Nothing, however, is more dangerous than the confusion of theory and history stemming from naturalistic prejudices. This confusion expresses itself firstly in the belief that the "true" content and the essence of historical reality is portrayed in such theoretical constructs or secondly, in the use of these constructs as a procrustean bed into which history is to be forced or thirdly, in the hypostatization of such "ideas" as real "forces" and as a "true" reality which operates behind the passage of events and which works itself out in history.

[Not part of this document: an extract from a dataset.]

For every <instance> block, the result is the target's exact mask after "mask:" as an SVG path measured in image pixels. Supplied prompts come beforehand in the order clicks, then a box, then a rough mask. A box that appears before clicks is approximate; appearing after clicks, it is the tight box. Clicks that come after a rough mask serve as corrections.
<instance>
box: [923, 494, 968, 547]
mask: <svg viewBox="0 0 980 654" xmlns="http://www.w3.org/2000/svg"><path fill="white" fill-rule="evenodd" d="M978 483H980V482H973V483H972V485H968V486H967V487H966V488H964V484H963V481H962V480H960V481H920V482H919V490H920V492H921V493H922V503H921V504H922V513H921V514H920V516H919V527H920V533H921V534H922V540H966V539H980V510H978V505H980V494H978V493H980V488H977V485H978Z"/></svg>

This latter danger is especially great since we are also, indeed primarily, accustomed to understand by the "ideas" of an epoch the thoughts or ideals which dominated the mass or at least an historically decisive number of the persons living in that epoch itself, and who were therefore significant as components of its culture. Now there are two aspects to this: in the first place, there are certain relationships between the "idea" in the sense of a tendency of practical or theoretical thought and the "idea" in the sense of the ideal-typical portrayal of an epoch constructed as a heuristic device. An ideal type of certain situations, which can be abstracted from certain characteristic social phenomena of an epoch, might--and this is indeed quite often the case--have also been present in the minds of the persons living in that epoch as an ideal to be striven for in practical life or as a maxim for the regulation of certain social relationships. This is true of the "idea" of "provision" (Nahrungsschutz) and many other Canonist doctrines, especially those of Thomas Aquinas, in relationship to the modern ideal type of medieval "city economy" which we discussed above. The same is also true of the much talked of "basic concept" of economics: economic "value." From Scholasticism to Marxism, the idea of an objectively "valid" value, i.e., of an ethical imperative was amalgamated with an abstraction drawn from the empirical process of price formation. The notion that the "value" of commodities should be regulated by certain principles of natural law, has had and still has immeasurable significance for the development of culture--and not merely the culture of the Middle Ages. It has also influenced actual price formation very markedly. But what was meant and what can be meant by that theoretical concept can be made unambiguously clear only through precise, ideal-typical constructs. Those who are so contemptuous of the "Robinsonades" of classical theory should restrain themselves if they are unable to replace them with better concepts, which in this context means clearer concepts.